Re: [External] Re: [PATCH v4] mm/hugetlb: add mempolicy check in the reservation routine

linux-mm.kvack.org archive mirror
 help / color / mirror / Atom feed

From: Muchun Song <songmuchun@bytedance.com>
To: Baoquan He <bhe@redhat.com>
Cc: mike.kravetz@oracle.com,
	Andrew Morton <akpm@linux-foundation.org>,
	 Michal Hocko <mhocko@kernel.org>,
	David Rientjes <rientjes@google.com>,
	mgorman@suse.de,  Michel Lespinasse <walken@google.com>,
	Linux Memory Management List <linux-mm@kvack.org>,
	 LKML <linux-kernel@vger.kernel.org>,
	Jianchao Guo <guojianchao@bytedance.com>
Subject: Re: [External] Re: [PATCH v4] mm/hugetlb: add mempolicy check in the reservation routine
Date: Tue, 28 Jul 2020 22:16:29 +0800	[thread overview]
Message-ID: <CAMZfGtUSJN5KVpTb-cSe=76w6EX-7Z01nXFF+mqWGDvubCUj7w@mail.gmail.com> (raw)
In-Reply-To: <20200728132453.GB14854@MiWiFi-R3L-srv>

On Tue, Jul 28, 2020 at 9:25 PM Baoquan He <bhe@redhat.com> wrote:
>
> Hi Muchun,
>
> On 07/28/20 at 11:49am, Muchun Song wrote:
> > In the reservation routine, we only check whether the cpuset meets
> > the memory allocation requirements.
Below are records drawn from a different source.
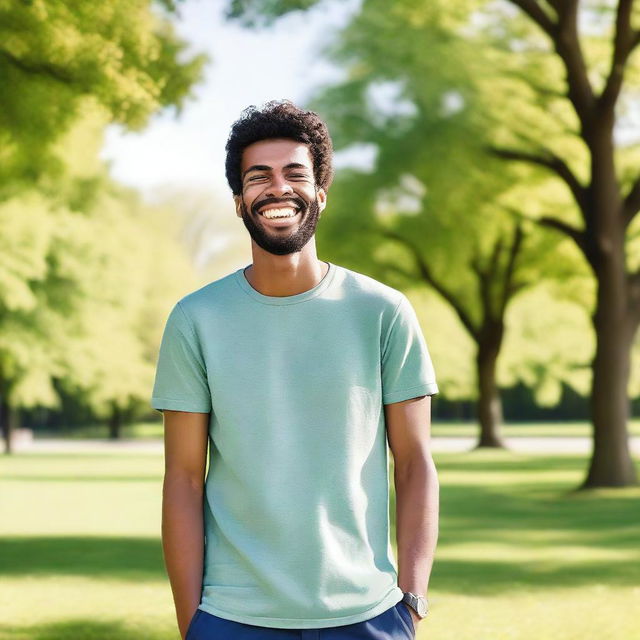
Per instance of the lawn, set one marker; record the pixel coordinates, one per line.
(520, 556)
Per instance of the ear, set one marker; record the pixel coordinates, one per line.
(322, 199)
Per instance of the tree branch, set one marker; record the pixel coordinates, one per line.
(564, 35)
(427, 276)
(576, 235)
(484, 280)
(624, 42)
(41, 68)
(509, 287)
(551, 161)
(631, 204)
(538, 15)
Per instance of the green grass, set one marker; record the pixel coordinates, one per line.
(520, 555)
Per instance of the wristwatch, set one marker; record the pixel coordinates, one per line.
(418, 603)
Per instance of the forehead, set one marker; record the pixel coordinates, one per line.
(276, 152)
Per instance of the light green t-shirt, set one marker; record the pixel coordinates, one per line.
(296, 508)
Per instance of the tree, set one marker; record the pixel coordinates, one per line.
(560, 94)
(71, 68)
(53, 55)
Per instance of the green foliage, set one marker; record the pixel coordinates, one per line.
(53, 55)
(433, 86)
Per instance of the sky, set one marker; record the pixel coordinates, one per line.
(247, 66)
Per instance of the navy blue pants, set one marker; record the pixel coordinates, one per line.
(395, 623)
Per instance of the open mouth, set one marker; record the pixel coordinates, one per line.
(280, 212)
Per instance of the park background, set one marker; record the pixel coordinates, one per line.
(488, 165)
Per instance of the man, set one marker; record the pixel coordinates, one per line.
(295, 372)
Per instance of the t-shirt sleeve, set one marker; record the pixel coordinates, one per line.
(407, 370)
(181, 379)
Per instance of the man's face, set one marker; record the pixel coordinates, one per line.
(277, 180)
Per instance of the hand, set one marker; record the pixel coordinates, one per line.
(415, 617)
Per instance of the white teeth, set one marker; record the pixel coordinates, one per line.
(287, 212)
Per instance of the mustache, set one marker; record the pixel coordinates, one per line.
(298, 202)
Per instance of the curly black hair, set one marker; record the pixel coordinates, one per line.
(279, 119)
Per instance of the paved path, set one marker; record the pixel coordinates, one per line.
(523, 444)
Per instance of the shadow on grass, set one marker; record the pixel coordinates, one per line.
(83, 478)
(82, 630)
(123, 558)
(524, 505)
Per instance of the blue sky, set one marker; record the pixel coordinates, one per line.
(247, 67)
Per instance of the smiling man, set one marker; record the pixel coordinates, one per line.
(294, 374)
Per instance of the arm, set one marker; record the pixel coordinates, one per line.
(185, 442)
(417, 491)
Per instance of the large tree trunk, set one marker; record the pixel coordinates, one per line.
(611, 463)
(489, 404)
(613, 320)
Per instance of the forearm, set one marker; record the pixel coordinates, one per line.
(183, 545)
(417, 507)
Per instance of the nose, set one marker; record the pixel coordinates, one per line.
(278, 187)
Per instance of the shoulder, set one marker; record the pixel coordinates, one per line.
(371, 291)
(207, 298)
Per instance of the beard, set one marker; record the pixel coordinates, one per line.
(280, 242)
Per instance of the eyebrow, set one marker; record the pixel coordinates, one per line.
(264, 167)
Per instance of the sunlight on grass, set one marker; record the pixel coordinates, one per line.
(521, 555)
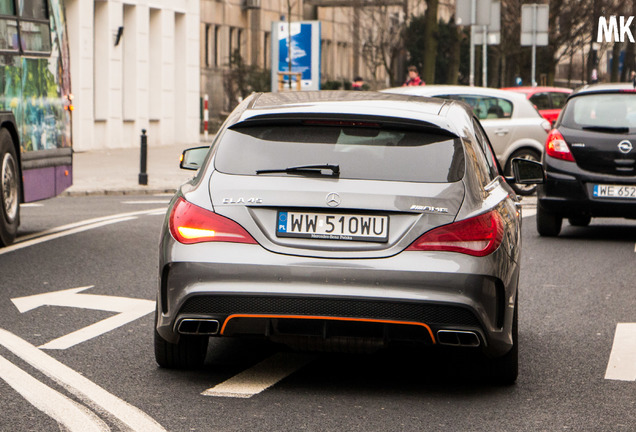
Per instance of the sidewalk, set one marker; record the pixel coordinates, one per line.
(116, 171)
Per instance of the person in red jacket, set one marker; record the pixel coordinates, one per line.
(414, 77)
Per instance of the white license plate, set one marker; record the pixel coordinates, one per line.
(323, 226)
(614, 191)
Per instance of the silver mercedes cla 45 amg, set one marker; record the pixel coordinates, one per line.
(344, 220)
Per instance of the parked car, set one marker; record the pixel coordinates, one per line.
(548, 100)
(590, 161)
(343, 220)
(514, 127)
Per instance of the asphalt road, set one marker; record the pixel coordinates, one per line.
(95, 369)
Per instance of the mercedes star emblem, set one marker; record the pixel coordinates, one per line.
(333, 199)
(625, 146)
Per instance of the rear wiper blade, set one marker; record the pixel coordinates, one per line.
(305, 169)
(610, 129)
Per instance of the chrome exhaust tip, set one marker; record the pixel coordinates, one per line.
(458, 338)
(198, 326)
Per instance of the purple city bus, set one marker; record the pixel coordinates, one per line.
(35, 107)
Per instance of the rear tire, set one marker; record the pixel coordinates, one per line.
(525, 153)
(9, 190)
(580, 220)
(504, 370)
(548, 224)
(188, 353)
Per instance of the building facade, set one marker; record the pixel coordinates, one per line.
(134, 65)
(351, 32)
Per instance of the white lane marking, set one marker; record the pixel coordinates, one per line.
(89, 222)
(74, 228)
(126, 415)
(24, 244)
(260, 377)
(529, 212)
(146, 202)
(622, 361)
(70, 415)
(129, 310)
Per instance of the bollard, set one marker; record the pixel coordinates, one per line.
(143, 176)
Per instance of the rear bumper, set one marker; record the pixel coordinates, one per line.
(410, 296)
(568, 191)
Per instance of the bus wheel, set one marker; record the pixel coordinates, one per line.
(9, 190)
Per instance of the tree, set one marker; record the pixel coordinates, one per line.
(383, 28)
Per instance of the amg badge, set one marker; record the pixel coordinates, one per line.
(242, 201)
(429, 209)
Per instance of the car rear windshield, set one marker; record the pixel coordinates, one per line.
(601, 111)
(373, 153)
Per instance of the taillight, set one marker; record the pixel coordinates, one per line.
(556, 147)
(546, 125)
(478, 236)
(192, 224)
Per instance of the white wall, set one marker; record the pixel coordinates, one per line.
(150, 80)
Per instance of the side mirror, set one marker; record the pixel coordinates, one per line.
(527, 171)
(193, 158)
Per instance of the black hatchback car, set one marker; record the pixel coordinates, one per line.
(590, 160)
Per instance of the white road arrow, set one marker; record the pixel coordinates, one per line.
(128, 309)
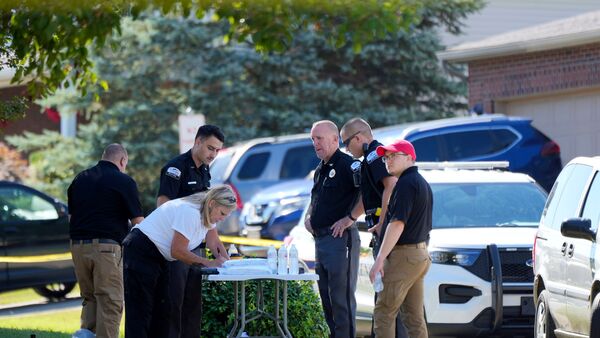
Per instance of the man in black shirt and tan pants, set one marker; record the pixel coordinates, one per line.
(102, 201)
(403, 259)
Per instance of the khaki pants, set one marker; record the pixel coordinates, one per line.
(404, 271)
(99, 271)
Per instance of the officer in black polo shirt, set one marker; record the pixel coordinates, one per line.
(102, 200)
(185, 175)
(337, 244)
(376, 185)
(404, 248)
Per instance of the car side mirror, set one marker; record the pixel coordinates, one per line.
(578, 228)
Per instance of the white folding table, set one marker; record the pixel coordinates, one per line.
(240, 315)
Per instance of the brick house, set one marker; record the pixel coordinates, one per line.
(549, 72)
(35, 120)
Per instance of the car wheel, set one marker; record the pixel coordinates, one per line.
(595, 320)
(55, 290)
(544, 324)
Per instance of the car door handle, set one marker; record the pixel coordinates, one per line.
(11, 230)
(571, 250)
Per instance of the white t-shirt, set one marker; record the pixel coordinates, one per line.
(175, 215)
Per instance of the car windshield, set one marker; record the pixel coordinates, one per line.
(217, 168)
(457, 205)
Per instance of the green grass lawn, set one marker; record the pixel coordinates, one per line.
(59, 324)
(28, 295)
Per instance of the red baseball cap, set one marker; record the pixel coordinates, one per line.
(398, 146)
But we ignore the mempolicy of
> > MPOL_BIND case. If someone mmap hugetlb succeeds, but the subsequent
> > memory allocation may fail due to mempolicy restrictions and receives
> > the SIGBUS signal. This can be reproduced by the follow steps.
> >
> >  1) Compile the test case.
> >     cd tools/testing/selftests/vm/
> >     gcc map_hugetlb.c -o map_hugetlb
> >
> >  2) Pre-allocate huge pages. Suppose there are 2 numa nodes in the
> >     system. Each node will pre-allocate one huge page.
> >     echo 2 > /proc/sys/vm/nr_hugepages
> >
> >  3) Run test case(mmap 4MB). We receive the SIGBUS signal.
> >     numactl --membind=0 ./map_hugetlb 4
>
> I think supporting the  mempolicy of MPOL_BIND case is a good idea.
> I am wondering what about the other mempolicy cases, e.g MPOL_INTERLEAVE,
> MPOL_PREFERRED. Asking these because we already have similar handling in
> sysfs, proc nr_hugepages_mempolicy writting. Please see
> __nr_hugepages_store_common() for detail.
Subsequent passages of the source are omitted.